A good reason to use stronger honey is if you want the honey flavor to shine instead of just adding sweetness. For example, try flavorful honey in a honey latte recipe.

For something unique, consider coffee blossom honey, which has fruit and caramel flavors. Many coffee farmers also beekeep, as bees are crucial pollinators. Now, some farmers are starting to collect and sell their honey, offering a new taste experience. Imagine pairing single-origin coffee with single-origin honey from the same farm!

How to Add Honey to Coffee

There are two types of honey available: raw and regular. Raw honey is unpasteurized and retains more nutrients, making it the healthier option. If you’re switching to honey out of fear of refined sugars, look for raw honey.

Regular honey, found in every grocery store, has been pasteurized to kill any yeast cells, which might cause it to ferment eventually.

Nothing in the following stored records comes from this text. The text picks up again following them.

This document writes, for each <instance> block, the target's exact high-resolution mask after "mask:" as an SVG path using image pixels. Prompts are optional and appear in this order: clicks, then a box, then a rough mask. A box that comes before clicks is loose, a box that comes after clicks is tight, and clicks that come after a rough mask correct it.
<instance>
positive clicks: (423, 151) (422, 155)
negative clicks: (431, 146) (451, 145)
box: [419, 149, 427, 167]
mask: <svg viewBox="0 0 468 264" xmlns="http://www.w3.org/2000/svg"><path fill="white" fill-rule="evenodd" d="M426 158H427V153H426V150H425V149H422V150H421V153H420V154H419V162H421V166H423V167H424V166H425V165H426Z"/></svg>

Pasteurized honey stays liquid longer, which is useful when dissolving it in coffee.

Adding honey to your drip coffee or Americano is as easy as adding sugar. Just stir in a teaspoon or two, depending on your taste. Some evidence suggests that super high heat can destroy some of honey’s health benefits, so you may want to let your brew cool a bit first.

Honey has a huge advantage over sugar when dealing with cold drinks, like iced coffee or cold brew. Sugar doesn’t dissolve well in cold water, but pasteurized honey that is already liquid makes an ideal choice.

Why Adding Honey to Your Coffee: Final Thoughts

If you enjoy a little sweetness in your morning brew and you’re trying to steer clear of refined sugars, honey is a great option. Not only does it add sweetness, but you’re getting additional vitamins, minerals, and antioxidants too! Just be sure to pair the right honey with the right coffee for the best flavor.